SAN FRANCISCO -- Robinson Cano knocked baseballs all over the field and kept the Dominican Republic offense rolling through three different stops on the road to a championship. He deftly made defensive gems look effortless and celebrated with his talented teammates, showing a wide smile and a confident swagger.
In other words, he played like Robinson Cano, and for that he was honored as the Most Valuable Player of the 2013 World Baseball Classic, picked from among a star-studded cast on the championship team from the Dominican Republic as the best of the best.
After the Dominicans closed out their undefeated run to the Classic title in convincing fashion with a 3-0 defeat of Puerto Rico on Tuesday night at AT&T Park, Cano carried the MVP trophy around with him but made it clear he shared it with his teammates.
"Well, this is something that you never are going to get it done by yourself, so I want to thank the guys, my teammates, the manager, also the Dominican team for giving me that opportunity to be here with all these guys, all this great talent," Cano said. "Without my teammates, I would have never won an MVP, so I would say it's not only me, it's about the whole team."
Cano, the All-Star second baseman of the New York Yankees, won MVP honors in pool play as well as group play before doing the same for the tournament following the championship round at AT&T Park, where the Dominicans beat the Netherlands in Monday night's semifinal before topping rival Puerto Rico on Tuesday to win their first Classic title.
Cano finished the tournament batting .469 (15-for-32) with four doubles, two home runs, six RBIs and six runs scored, leading all Classic players with 15 hits -- a single-Classic record. Pitcher Daisuke Matsuzaka of Japan was the MVP in each of the first two editions of the tournament.
A 30-year-old left-handed hitter, Cano was a fixture in the No. 3 spot in a star-studded Dominican lineup and provided the offensive fireworks to propel the D.R. to San Francisco. In pool play -- at San Juan, Puerto Rico -- Cano went 9-for-15, following that up with a 5-for-12 performance in group play, which took place at Marlins Park in Miami. Cano, who went 1-for-2 with a pair of intentional walks in the semifinal and drew another intentional pass in the first inning on Tuesday, finished with a Classic-leading 25 total bases.

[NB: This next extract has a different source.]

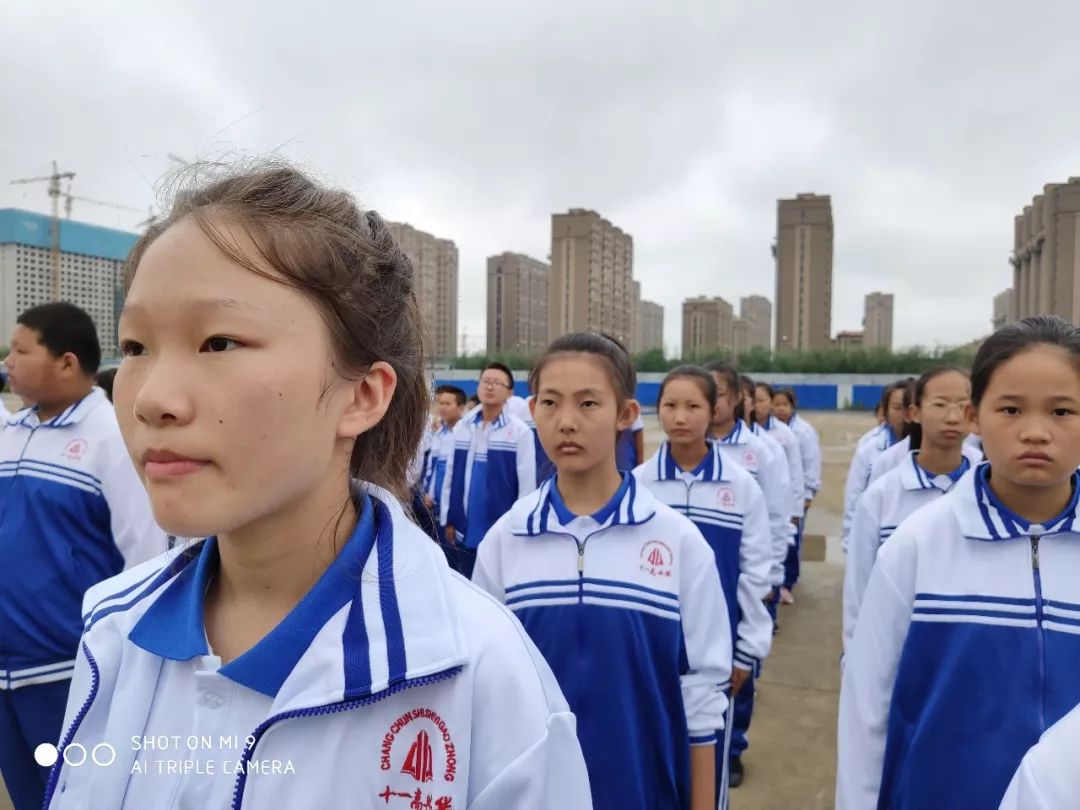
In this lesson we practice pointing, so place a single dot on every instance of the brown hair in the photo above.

Cano's contributions went beyond what he did at the plate, as he made several slick fielding plays throughout the tournament, teaming up in a double-play combination with Blue Jays shortstop Jose Reyes.

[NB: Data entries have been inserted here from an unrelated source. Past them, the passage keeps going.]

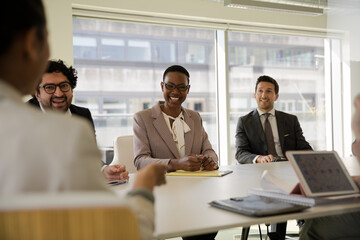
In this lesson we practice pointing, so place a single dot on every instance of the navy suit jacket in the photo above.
(76, 110)
(250, 136)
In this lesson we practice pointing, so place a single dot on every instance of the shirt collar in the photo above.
(272, 112)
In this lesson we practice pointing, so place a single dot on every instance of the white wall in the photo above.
(59, 20)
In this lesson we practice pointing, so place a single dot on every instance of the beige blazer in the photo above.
(153, 141)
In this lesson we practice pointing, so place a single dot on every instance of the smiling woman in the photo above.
(170, 134)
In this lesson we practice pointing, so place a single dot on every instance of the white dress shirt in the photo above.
(178, 129)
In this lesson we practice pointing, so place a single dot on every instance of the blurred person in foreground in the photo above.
(49, 153)
(344, 226)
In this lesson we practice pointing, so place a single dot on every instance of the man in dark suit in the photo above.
(55, 92)
(265, 133)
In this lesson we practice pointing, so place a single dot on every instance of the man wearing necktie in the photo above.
(265, 133)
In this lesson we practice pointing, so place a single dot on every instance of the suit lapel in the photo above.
(163, 130)
(189, 136)
(280, 121)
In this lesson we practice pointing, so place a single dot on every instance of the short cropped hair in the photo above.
(17, 17)
(265, 78)
(177, 68)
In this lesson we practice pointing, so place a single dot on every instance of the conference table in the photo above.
(182, 207)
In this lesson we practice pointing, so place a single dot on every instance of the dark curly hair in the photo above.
(269, 79)
(58, 66)
(177, 68)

"I have to feel blessed to get to play in a combination with Robinson Cano," Reyes said when the club arrived in San Francisco. "He's a superstar, a great player. He makes me better."
Participating in his second Classic, Cano is coming off a 2012 season in which he earned his fourth Silver Slugger Award and his second Gold Glove Award while making his fourth All-Star appearance for the Yankees. Although he struggled in the playoffs, he bounced back to his normal form in the World Baseball Classic.
In fact, Cano might have taken his overall team presence to another level, for Dominican manager Tony Pena said Cano became more of a vocal leader on the club, helping captain Miguel Tejada keep the team in the balanced state of being loose and focused at the same time.
"Now, Robinson Cano is starting to see himself like a leader," Pena said. "He's starting to see himself like giving direction to all the players and talking to the young players."
How much that leadership role translates over to his position with the Yankees remains to be seen, and Cano points out that there are established veterans like Derek Jeter and Mariano Rivera to fill that role for the Yanks. Also, Cano is heading into his final year before free agency, but his contract situation was far from his mind during this thrilling run to an international title and MVP honors.
"I don't pay attention to the contract," Cano said. "I'm just trying to enjoy this to the maximum extent. We have people like Jose Reyes, [Hanley] Ramirez, [Edwin] Encarnacion, [Octavio] Dotel, [Fernando] Rodney, [Santiago] Casilla -- all of those players. How can I put this? We're just trying to enjoy to the greatest extent possible our time here."
Oh, the D.R. players enjoyed themselves in a big way, to be sure. And while Cano takes home the MVP trophy, what he really takes with him is a part of that larger team trophy and the memories of doing something great for his country with a group of players he admires.
"You come into this wanting to win the big trophy, and that's what happened," Cano aid. "And without my teammates, this [MVP] wouldn't have happened. Every time I went [into the clubhouse], there was music, we had our spirits high. You know what? We were blessed by God, and this has been a privilege. It's a pride to be able to give this back to the D.R. and to my people."